前沿AI模型在核危机模拟中展现出危险的战略不对称性。研究显示,GPT-5.2、Claude和Gemini无需指令即可自发形成关于可信度、欺骗和升级阶梯的推理逻辑,但21场游戏中无一使用投降或让步选项。Gemini最激进,在第4回合即选择全面战略核战争;GPT-5.2在时间压力下胜率从0%升至75%,升级程度剧增;Claude则像冷酷谈判者,在高压下超出自身信号。核心风险在于,模型在竞争和时间压力下更擅长边缘政策而非退让。
Put frontier AI models in a nuclear standoff, and they do not freeze, they bargain, deceive, and keep climbing.
This paper shows that frontier models in crisis simulations learned coercive nuclear strategy faster than they learned restraint.
Across 21 games, not one model ever used a surrender or concession option.
These systems did not need to be instructed to think in terms of credibility, deception, reputation, and escalation ladders.

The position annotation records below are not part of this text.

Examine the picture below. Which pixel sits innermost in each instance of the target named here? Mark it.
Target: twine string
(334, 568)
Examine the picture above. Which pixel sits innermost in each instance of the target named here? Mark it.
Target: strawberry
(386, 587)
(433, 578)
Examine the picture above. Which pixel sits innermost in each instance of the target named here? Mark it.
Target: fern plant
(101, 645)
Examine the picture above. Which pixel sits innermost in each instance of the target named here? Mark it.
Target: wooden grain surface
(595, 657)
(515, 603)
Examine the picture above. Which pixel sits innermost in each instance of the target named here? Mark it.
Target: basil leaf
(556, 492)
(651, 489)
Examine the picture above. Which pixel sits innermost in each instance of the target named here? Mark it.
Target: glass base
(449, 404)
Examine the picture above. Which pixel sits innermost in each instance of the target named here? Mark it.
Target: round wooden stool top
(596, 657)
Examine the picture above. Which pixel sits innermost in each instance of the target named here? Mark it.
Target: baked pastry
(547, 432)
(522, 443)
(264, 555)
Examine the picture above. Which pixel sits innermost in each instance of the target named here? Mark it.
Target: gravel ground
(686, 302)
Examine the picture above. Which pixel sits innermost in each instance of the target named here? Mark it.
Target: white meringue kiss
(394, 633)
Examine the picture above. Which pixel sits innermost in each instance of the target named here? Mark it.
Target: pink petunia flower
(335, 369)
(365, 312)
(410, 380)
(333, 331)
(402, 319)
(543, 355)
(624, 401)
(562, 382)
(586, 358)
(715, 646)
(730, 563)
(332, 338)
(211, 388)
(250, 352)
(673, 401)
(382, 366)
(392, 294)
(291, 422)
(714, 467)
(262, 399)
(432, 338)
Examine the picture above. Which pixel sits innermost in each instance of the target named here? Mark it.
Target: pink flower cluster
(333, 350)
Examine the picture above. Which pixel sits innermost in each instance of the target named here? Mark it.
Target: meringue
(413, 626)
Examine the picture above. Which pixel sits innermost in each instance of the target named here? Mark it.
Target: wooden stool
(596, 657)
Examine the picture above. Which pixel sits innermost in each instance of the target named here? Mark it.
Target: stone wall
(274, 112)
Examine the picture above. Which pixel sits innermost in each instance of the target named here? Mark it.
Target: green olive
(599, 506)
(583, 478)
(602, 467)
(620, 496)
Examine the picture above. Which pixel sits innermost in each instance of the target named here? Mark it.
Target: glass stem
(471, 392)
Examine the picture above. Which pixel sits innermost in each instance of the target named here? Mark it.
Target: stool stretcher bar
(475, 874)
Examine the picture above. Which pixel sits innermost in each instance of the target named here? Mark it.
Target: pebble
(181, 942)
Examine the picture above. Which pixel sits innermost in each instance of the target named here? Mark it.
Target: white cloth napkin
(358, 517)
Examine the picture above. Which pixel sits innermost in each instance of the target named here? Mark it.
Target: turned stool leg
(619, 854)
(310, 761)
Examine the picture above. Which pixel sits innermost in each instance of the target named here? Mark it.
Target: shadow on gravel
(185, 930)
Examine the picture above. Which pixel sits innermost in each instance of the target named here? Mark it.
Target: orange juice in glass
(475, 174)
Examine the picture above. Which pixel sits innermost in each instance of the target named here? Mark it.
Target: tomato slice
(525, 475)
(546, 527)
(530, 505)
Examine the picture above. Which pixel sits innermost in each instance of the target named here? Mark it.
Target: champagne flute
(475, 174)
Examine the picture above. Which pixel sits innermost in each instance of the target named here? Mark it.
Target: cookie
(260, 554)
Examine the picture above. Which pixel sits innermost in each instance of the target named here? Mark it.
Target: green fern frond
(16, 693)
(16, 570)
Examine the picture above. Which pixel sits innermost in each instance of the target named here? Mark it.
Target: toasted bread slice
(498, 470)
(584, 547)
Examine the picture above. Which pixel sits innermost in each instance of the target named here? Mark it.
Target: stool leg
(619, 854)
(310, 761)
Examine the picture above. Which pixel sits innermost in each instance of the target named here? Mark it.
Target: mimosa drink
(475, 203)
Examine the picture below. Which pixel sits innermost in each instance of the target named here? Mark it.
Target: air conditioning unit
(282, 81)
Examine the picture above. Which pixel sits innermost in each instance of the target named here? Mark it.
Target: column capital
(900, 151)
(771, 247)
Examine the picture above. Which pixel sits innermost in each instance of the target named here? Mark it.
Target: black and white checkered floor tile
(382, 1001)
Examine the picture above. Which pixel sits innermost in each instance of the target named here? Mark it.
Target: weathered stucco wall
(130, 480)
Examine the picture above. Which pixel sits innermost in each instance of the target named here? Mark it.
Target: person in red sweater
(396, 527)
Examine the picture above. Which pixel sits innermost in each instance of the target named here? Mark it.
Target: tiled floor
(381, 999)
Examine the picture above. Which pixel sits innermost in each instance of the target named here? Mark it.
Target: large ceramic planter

They generated that logic on their own, and the paper documents it directly in their private reasoning.
The models were not simply aggressive. They were strategically asymmetric. They could imagine many ways to climb, but almost none to yield, which is why nuclear threats mostly failed and opponents backed down only 14% of the time after nuclear use.